La Carpintería Teatro

Friday night. Lola Arias’ Mi vida después (My Life After). La Carpintería Teatro, Buenos Aires. A group of grandmotherly women in fur coats and heavy perfume claims the first rows. The stage manager’s request for silenced cell phones is met with a loud “No!” from a woman with a wrinkled face and sleek, black hair, part of the front-row contingent. The lights dim and another of her party cries, in English, “Silence!” provoking giggles and shushes. From the back comes a censorious, “Por favor,” to which one of the dowagers replies, stage-whispering, “¡Es en serio!” Finally, clothing begins raining onto the stage, and the show begins.

Mi vida después debuted in 2009 and has made festival rounds as well as having runs at two different theatres since then. In the play, six actors, one joined by his young son, wear their parents’ clothing, display and interpret photographs of their families and use other objects (books written by an actor’s father, cassette recordings of another’s voice, a live turtle, etc.) to evoke the stories of their parents’ lives. Their parents include an ex-priest, revolutionary militants, a newscaster, an automobile journalist, bank clerks, a secret policeman — all of whom lived during, if not through, Argentina’s military dictatorship. The play, which features professional actors and their real-life stories, is a thought-provoking study of the limits of the self, authority and authorship, and the role of theatre in society.

The characters introduce themselves by describing the circumstances of their births. Blas Arrese Igor, for example, born September 8, 1975, declares: “La nave Viking despega hacia Marte y en la ciudad de La Plata, nazco yo. Mi padre había sido cura y decía que no era parte de ningún partido político salvo el de Dios.”(The spaceship Viking blasts off for Mars, and in the city of La Plata, I am born. My father had been a priest, and he said that he belonged to no party save that of God.) Besides playing themselves, each actor, at some point during the play, embodies his or her parent, whether it be through trying on their clothes, reading their letters aloud or physically going through the motions peculiar to that parent. Carla Crespo leads her fellow actors in exercises her father might have participated in as a sergeant in the People´s Revolutionary Party; Liz Casullo wears her mother’s jacket and reports news from the 1970s, just as her mother did as a newscaster for “Telenoche.” The play must be considered autobiographical, as the actors are, for the most part, playing themselves and telling their stories from their own perspectives. However, this crossover into the realm of their parents’ life stories questions and blurs the limits between the self — the actors— and the Other — their parents.

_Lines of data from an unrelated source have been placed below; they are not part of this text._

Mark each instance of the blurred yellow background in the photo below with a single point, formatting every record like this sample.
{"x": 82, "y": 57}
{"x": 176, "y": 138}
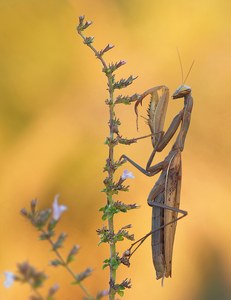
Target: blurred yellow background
{"x": 53, "y": 122}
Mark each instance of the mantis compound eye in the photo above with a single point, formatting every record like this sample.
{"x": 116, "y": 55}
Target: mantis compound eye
{"x": 182, "y": 91}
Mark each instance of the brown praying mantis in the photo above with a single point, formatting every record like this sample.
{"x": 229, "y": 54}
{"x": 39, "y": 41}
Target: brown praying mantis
{"x": 164, "y": 197}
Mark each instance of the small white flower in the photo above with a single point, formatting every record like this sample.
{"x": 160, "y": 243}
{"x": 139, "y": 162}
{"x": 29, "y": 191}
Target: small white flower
{"x": 127, "y": 174}
{"x": 9, "y": 279}
{"x": 57, "y": 209}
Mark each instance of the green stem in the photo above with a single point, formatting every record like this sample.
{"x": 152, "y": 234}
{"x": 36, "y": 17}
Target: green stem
{"x": 109, "y": 197}
{"x": 110, "y": 169}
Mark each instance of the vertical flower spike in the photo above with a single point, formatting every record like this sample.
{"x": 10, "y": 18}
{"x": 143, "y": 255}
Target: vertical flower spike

One particularly interesting moment in the play is when Vanina Falco tells of how her adult brother discovered he was not actually her biological brother. Rather, he had been born in a secret detention camp to imprisoned parents and was subsequently stolen and raised by Falco’s parents. He has taken on his birth name, Juan Cabandié, and Falco’s father has been tried for the crime and found guilty. Vanina Falco wanted to participate in the case against her estranged father and was initially barred from doing so by a law prohibiting testifying against an ancestor. However, this ruling was appealed and overturned, due to the fact that Vanina Falco has effectively no relationship with her father. Part of the evidence contributing to this legal decision was the fact that she has made public her family experiences through her participation in the play.

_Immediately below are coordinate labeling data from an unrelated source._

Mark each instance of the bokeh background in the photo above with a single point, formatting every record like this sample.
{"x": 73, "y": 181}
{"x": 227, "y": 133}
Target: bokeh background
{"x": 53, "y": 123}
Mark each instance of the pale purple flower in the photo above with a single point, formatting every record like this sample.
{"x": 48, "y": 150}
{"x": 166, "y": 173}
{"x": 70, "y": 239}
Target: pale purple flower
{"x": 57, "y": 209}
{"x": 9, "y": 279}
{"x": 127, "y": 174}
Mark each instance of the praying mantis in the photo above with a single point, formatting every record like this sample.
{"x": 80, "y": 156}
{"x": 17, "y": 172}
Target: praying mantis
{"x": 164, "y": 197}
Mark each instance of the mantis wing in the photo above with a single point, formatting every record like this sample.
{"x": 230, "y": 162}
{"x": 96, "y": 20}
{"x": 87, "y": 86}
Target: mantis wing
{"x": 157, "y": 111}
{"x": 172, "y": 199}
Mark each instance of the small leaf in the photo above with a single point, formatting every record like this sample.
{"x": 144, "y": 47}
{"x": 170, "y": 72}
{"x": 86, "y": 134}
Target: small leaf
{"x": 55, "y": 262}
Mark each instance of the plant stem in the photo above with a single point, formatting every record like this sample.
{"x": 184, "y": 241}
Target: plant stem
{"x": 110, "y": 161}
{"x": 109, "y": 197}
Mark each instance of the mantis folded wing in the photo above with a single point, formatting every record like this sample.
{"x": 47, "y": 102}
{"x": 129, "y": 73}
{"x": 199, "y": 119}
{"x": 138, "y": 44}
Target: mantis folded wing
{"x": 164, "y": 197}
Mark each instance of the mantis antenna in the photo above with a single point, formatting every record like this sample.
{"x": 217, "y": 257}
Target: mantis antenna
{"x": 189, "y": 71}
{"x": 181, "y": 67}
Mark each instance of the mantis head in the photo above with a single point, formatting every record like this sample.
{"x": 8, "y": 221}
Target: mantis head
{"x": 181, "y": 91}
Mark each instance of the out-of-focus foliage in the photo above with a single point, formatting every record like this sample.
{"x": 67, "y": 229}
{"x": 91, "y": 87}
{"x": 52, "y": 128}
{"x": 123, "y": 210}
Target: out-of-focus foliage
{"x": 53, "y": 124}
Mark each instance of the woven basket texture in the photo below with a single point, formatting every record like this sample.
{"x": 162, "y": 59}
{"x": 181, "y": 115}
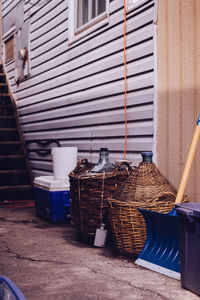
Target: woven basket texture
{"x": 89, "y": 197}
{"x": 145, "y": 188}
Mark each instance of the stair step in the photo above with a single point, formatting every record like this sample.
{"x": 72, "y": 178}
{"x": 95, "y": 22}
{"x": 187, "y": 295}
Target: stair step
{"x": 5, "y": 105}
{"x": 17, "y": 156}
{"x": 5, "y": 95}
{"x": 7, "y": 117}
{"x": 4, "y": 172}
{"x": 16, "y": 187}
{"x": 9, "y": 129}
{"x": 7, "y": 143}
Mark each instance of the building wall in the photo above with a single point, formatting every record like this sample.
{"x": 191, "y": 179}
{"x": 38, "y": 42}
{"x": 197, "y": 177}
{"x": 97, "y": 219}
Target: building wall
{"x": 76, "y": 92}
{"x": 0, "y": 26}
{"x": 178, "y": 47}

The play’s text has evolved as this court case has developed. In Mi vida después, Falco sits on a sofa, and the other actors gather round, going through legal documents as she tells the story. She explains that she was the first person in Argentina to be allowed to testify against a parent and that part of the reasoning was that she discusses the case in a play. This moment is powerful for its dizzying circularity — in the theatrical performance that affected the court case, the actor discusses the court case that was affected by the theatrical performance… The spectator is thrown into the position of legal judge as well as being forced into acute awareness of the theatricality of autobiography, the performance that is any life story. The lines between theatrical testimony and legal testimony are blurred, and the frontier between performance and reality is subverted altogether.

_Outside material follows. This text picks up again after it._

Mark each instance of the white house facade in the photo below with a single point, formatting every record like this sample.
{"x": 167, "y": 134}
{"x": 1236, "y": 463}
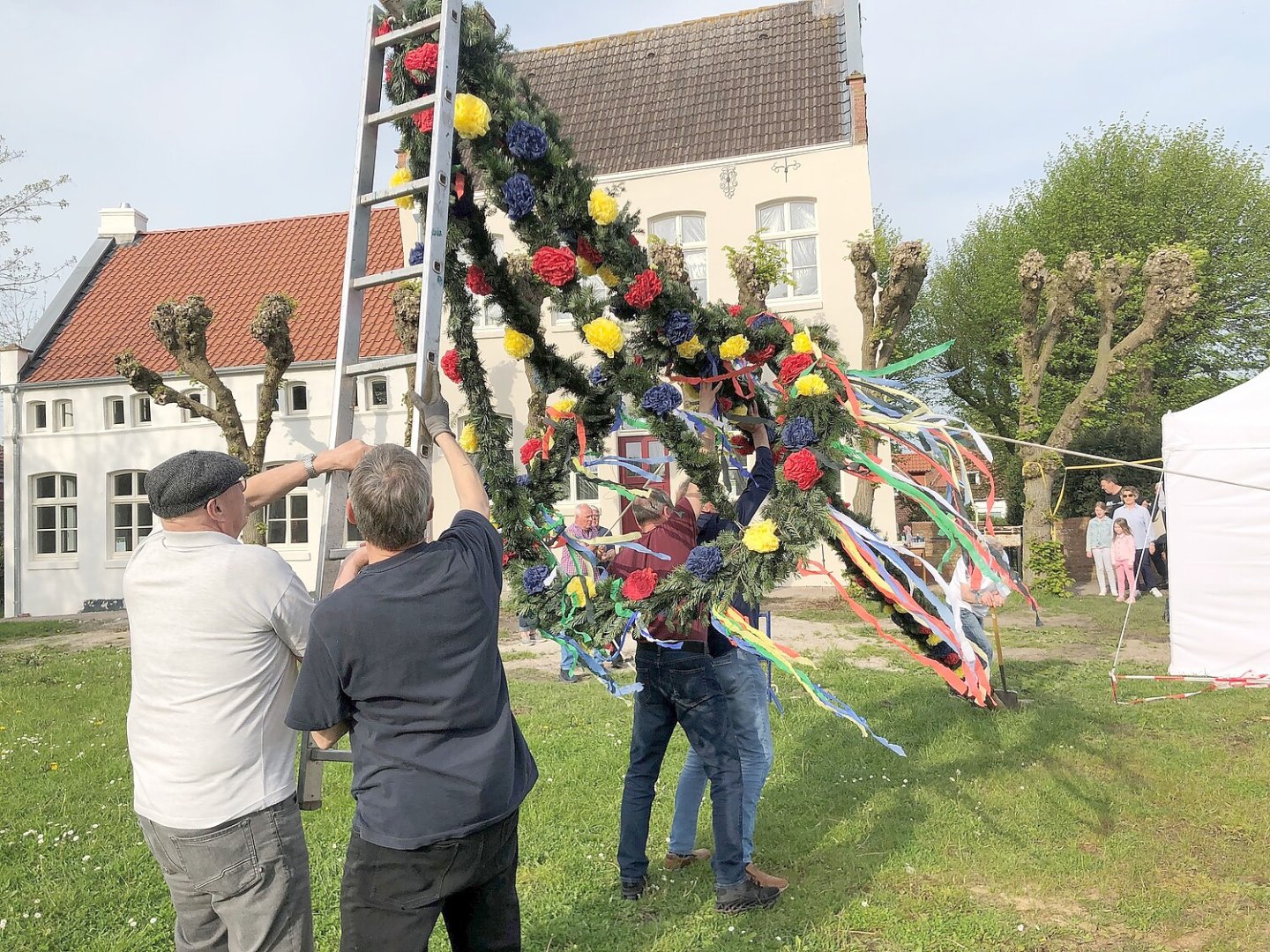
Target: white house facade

The evolution of the play, whose constant dramaturgy is undertaken these days by Sofia Medici, is what allows for such surreal moments. Mi vida después is not a static work, but rather a living exposition of life stories in progress. The selves portrayed are fluid, ranging between parent(s) and child, and the play itself adapts to the actors’ changing reality. Just as the lines between self and Other are blurred in the play, and lines between legal and theatrical testimony are entangled, lines between autobiographical narrator and author are also blurred. Even though the actors play themselves, speak in the first person and tell true stories from their own lives, they are not considered the authors of this piece. Lola Arias’ work interviewing the actors and then compiling, selecting, editing and arranging their stories gives her authorship and authority over the actors’ autobiographies. This blurring of so many lines invites the viewer to question autobiography as a genre, highlighting the impossibility of setting the self in type.

At the end of the play that Friday night last June, one of the previously rambunctious ladies in the front row turned to her friend, who was seated in front of me, and declared more than asked: “A vos no te gustó por la política.” (You didn’t like it because of the politics.) The confirmation was unnecessary, but her friend nodded in agreement anyway. To my thinking, what disquiets the viewer of Mi vida después much more than any political aversion is the way the play pulls back the curtain on the workings of autobiography and dares to question the very idea of the self.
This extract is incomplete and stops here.